“Tienen que nacer de nuevo, de lo alto del Espíritu” (Jn
3, 7b-15). Jesús les está revelando a sus discípulos acerca de una nueva forma
de nacer, una forma de nacer que es desconocida para los hombres: se trata del
nacimiento de lo alto, del nacimiento del Espíritu Santo. Nicodemo no entiende
de qué le está hablando Jesús, cree que, literalmente, un hombre debe nacer de
nuevo tal como nace por primera vez, es decir, desde el vientre de la madre.

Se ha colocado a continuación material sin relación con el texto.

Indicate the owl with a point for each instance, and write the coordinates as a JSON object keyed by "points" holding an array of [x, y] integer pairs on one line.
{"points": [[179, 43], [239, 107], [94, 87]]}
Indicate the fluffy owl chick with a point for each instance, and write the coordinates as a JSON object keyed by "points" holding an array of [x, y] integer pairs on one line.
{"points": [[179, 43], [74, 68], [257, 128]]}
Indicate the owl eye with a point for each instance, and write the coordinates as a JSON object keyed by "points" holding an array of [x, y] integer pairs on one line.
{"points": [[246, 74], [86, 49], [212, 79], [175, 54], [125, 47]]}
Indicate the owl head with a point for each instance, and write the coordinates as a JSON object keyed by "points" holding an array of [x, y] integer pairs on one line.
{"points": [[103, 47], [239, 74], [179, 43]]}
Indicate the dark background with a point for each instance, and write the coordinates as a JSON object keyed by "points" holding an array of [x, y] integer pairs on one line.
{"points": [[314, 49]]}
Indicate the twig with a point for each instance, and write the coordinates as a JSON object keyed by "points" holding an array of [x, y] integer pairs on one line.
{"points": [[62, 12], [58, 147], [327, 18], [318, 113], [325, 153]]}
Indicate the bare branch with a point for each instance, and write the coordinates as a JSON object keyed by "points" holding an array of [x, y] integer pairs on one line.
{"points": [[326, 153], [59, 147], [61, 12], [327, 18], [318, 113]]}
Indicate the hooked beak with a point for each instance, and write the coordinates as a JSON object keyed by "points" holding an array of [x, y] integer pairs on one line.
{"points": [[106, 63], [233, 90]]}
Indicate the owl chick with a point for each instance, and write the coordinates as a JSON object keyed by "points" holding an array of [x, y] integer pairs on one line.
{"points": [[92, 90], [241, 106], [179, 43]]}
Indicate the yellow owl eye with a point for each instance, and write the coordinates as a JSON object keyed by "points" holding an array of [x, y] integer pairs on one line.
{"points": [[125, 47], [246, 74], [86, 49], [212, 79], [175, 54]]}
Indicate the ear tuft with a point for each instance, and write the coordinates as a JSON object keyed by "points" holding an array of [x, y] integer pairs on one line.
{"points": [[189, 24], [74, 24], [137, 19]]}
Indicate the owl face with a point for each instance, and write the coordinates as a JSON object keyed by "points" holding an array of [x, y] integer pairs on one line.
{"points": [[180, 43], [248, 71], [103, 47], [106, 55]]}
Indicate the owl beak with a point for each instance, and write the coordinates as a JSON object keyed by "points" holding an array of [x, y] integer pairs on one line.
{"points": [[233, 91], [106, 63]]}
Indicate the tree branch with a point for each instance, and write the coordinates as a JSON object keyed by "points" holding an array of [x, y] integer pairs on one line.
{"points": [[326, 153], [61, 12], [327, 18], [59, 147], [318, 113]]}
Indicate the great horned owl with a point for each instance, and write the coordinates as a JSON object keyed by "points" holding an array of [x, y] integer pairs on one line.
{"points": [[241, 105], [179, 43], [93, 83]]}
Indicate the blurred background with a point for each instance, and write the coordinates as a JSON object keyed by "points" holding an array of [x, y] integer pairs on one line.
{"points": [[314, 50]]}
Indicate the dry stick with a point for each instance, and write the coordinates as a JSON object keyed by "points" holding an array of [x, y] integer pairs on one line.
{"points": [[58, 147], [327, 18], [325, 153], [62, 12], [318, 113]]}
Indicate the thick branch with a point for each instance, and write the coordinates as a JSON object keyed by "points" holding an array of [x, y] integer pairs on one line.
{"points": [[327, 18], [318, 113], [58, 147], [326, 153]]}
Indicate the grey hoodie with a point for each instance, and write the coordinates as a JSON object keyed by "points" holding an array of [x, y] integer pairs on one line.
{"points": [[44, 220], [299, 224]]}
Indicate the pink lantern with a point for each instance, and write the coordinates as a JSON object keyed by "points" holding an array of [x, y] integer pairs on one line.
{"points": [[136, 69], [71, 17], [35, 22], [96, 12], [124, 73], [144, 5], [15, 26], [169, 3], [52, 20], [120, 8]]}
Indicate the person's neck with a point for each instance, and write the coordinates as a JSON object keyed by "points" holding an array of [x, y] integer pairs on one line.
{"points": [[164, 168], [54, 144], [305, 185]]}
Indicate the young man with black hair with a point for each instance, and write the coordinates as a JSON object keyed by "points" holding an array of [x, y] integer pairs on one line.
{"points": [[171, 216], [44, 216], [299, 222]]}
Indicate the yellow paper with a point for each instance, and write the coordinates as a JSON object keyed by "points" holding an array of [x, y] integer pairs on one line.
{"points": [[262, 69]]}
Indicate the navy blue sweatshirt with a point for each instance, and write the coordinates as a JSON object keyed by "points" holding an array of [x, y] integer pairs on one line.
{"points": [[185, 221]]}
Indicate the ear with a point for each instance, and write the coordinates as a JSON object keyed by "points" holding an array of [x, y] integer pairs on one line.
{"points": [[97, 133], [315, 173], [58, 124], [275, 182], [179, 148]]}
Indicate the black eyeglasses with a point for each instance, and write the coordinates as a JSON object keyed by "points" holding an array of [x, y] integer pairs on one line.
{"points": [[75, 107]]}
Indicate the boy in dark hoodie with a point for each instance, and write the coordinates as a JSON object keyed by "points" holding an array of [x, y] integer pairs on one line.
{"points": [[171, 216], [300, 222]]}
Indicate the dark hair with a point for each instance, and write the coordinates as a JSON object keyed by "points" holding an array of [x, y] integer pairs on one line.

Pero Jesús le aclara de qué se trata: es un nacimiento nuevo, desconocido para
los hombres, un nacimiento de Dios, un nacimiento del Espíritu Santo de Dios. Luego
Jesús les da una señal de cómo se habrá de producir este nuevo nacimiento, como
consecuencia de la efusión del Espíritu Santo y es cuando les anticipa
proféticamente que Él habrá de ser crucificado y traspasado: “Así como Moisés
elevó en alto la serpiente, así es necesario que el Hijo del hombre sea elevado
en alto, para que todo aquel que crea en Él, tenga vida eterna”. El “ser
elevado en alto” es, por supuesto, el momento de la crucifixión y el modo en el
que los que crean en Él tendrán vida eterna, es cuando reciban, a través de su
Sangre derramada en la cruz, el Espíritu Santo. Es decir, el Espíritu Santo que
el mismo Jesús les infundirá a los discípulos con la Sangre derramada en el
Calvario, es el mismo Espíritu que se infundirá a través de los Sacramentos,
principalmente el Sacramento del Bautismo y es el que concederá a los hombres
que lo reciban la Vida eterna, la Vida divina, la Vida absolutamente
sobrenatural del Sagrado Corazón de Jesús, que es a su vez la Vida Eterna de la
Trinidad.
“Tienen que nacer de nuevo, de lo alto del Espíritu”. Desde
que recibimos el Bautismo sacramental, desde ese momento, iniciamos una nueva
vida, la vida de los hijos de Dios, porque recibimos el Espíritu Santo que nos
hizo nacer de lo alto, no ya como hijos humanos de padres humanos, sino como
hijos adoptivos del Padre celestial. Ésa es la razón por la que nuestro ser,
nuestros pensamientos, nuestros deseos, nuestras obras, nuestras palabras,
deben reflejar la vida nueva de los hijos de Dios, quienes “estamos en este
mundo, pero no somos de este mundo”, porque pertenecemos al Reino de los cielos
y hacia Él nos dirigimos cada día que pasa en esta vida terrena.